Mur du son et autres phonèmes

De l’autre côté du mur du son, il n’y avait rien.
Rien que le silence. Un silence lourd épais sale et noir.
Pas de ces silences qui reposent et soulagent. C’était un silence d’absence.
Une solitude de dimanche. Une solitude de draps vides.
Un silence fait de mots décousus qui ne parviennent plus à dire.
Un silence de l’autre côté des mots sans étymologie.
Un silence qui ne pouvait plus rien. Un silence d’abandon.
Un silence parce qu’on ne pouvait plus entendre.
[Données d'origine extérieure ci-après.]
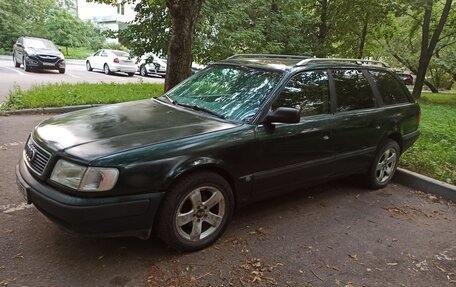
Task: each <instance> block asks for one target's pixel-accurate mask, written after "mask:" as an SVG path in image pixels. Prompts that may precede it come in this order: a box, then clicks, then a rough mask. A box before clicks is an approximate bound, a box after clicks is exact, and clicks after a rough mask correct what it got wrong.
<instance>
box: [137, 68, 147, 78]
mask: <svg viewBox="0 0 456 287" xmlns="http://www.w3.org/2000/svg"><path fill="white" fill-rule="evenodd" d="M139 73H140V74H141V76H143V77H147V76H148V73H147V69H146V66H142V67H141V69H140V70H139Z"/></svg>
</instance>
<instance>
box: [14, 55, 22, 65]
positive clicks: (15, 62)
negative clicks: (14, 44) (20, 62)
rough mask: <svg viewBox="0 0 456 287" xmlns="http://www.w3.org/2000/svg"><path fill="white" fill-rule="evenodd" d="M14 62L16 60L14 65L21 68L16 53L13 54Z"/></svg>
mask: <svg viewBox="0 0 456 287" xmlns="http://www.w3.org/2000/svg"><path fill="white" fill-rule="evenodd" d="M13 62H14V67H16V68H19V67H20V66H21V63H19V62H18V61H17V59H16V55H15V54H13Z"/></svg>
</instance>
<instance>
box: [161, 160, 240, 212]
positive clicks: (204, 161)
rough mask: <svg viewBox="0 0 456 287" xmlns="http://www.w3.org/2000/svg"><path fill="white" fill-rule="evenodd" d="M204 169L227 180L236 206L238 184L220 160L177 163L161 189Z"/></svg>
mask: <svg viewBox="0 0 456 287" xmlns="http://www.w3.org/2000/svg"><path fill="white" fill-rule="evenodd" d="M204 171H208V172H213V173H215V174H218V175H219V176H221V177H222V178H223V179H225V180H226V181H227V182H228V184H229V185H230V187H231V190H232V192H233V197H234V202H235V203H234V204H235V207H236V206H238V204H237V203H238V195H239V194H238V192H239V188H238V184H237V183H236V180H235V177H234V176H233V174H232V173H231V172H229V171H228V170H227V169H226V168H225V167H224V166H223V163H222V161H219V160H215V159H212V158H198V159H194V160H191V161H187V162H185V163H183V164H181V165H179V166H178V167H176V168H175V169H173V170H172V171H171V172H170V173H169V174H168V176H167V177H166V179H165V182H164V183H163V186H162V189H163V190H165V191H167V190H169V189H171V188H172V186H173V185H174V184H175V183H176V182H178V181H179V180H180V179H181V178H183V177H186V176H190V175H192V174H194V173H198V172H204ZM165 196H166V195H165Z"/></svg>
Je vais me tirer une balle dans le champ lexical.
J’ai dit comme ça sérieusement. À la fin des tergiversations, des débats infinis, des questions sans réponse.
J’ai dit sans aucune trace de doute. Finis les lost in translation, les quiproquos, les awkward silences.
J’ai dit pour une fois sans hésitation. Enfin ne plus chercher une place, ne plus réfléchir la moindre virgule.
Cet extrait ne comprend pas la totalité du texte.